Atualmente, o clima político entre os dois países apresenta sinais de amenização, pois, em julho deste ano, ocorreu a visita do Secretário de Estado dos EUA, Mike Pompeo à Dinamarca, que viajou ao país nórdico para diminuir os resquícios das tensões políticas, e estabelecer bom relacionamento entre as partes.

Nessa perspectiva, dinamarqueses e americanos tendem a obter êxito no diálogo por causa do histórico de cooperação, o qual é retratado no comentário do Ministro dos Negócios Estrangeiros da Dinamarca, Jeppe Kofod, sobre a situação no jornal “Altinget”: “Os Estados Unidos são um amigo íntimo da Dinamarca e de nossos aliados mais próximos. A relação dinamarquesa-americana é antiga e espero reafirmar nossas estreitas relações com vistas ao encontro”.

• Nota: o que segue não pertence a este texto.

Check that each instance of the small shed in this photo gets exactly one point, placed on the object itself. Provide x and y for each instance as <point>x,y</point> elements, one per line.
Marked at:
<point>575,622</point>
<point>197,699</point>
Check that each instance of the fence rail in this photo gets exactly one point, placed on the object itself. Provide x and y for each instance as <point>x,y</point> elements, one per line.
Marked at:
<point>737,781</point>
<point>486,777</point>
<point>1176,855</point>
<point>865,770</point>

Ainda sobre essa pauta, o jornal Berlingske trouxe a opinião do professor associado do Academia Real de Defesa da Dinamarca, Jon Rahbek-Clemmensen, o qual salientou: “Simplesmente percebemos que se tratava de um erro. Então, você quer usar esta reunião para falar sobre os interesses comuns que você tem e esclarecer algumas das questões que permanecem. Acho que o objetivo da conversa é voltar um pouco mais ao normal. Essa é a situação que existia antes de os Estados Unidos proporem a compra da Groelândia”.

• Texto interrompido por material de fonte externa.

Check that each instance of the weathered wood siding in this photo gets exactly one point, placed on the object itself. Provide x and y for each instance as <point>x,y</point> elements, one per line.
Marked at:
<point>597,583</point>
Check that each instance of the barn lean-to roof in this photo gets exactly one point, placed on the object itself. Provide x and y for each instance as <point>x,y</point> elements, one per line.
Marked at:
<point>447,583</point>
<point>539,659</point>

No que tange ao Ártico, a pauta é sensível para daneses e americanos, pois para os primeiros existe o receio de que o entorno regional se torne palco de uma tensão militar, e para os últimos a possibilidade de decréscimo de poder em área próxima de sua fronteira. A preocupação reflete a maior atividade militar da Federação Russa no Ártico e a questão de segurança internacional, todavia, os dinamarqueses e estadunidenses são parceiros de longa data

Apesar do tom de natureza conciliadora dos estadunidenses, a conversação não envolveu uma visita de cortesia, conforme assinalou o jornal Berlingske, com a declaração do ministro Jeppe Kofod, o qual mencionou: “A Rússia reabriu bases militares e há maior atividade na área. Não é um encontro de cortesia, é um encontro onde tiramos talheres do mundo que está em rápido desenvolvimento. Para o Reino, é importante que a cooperação no Ártico seja baseada em baixa tensão”.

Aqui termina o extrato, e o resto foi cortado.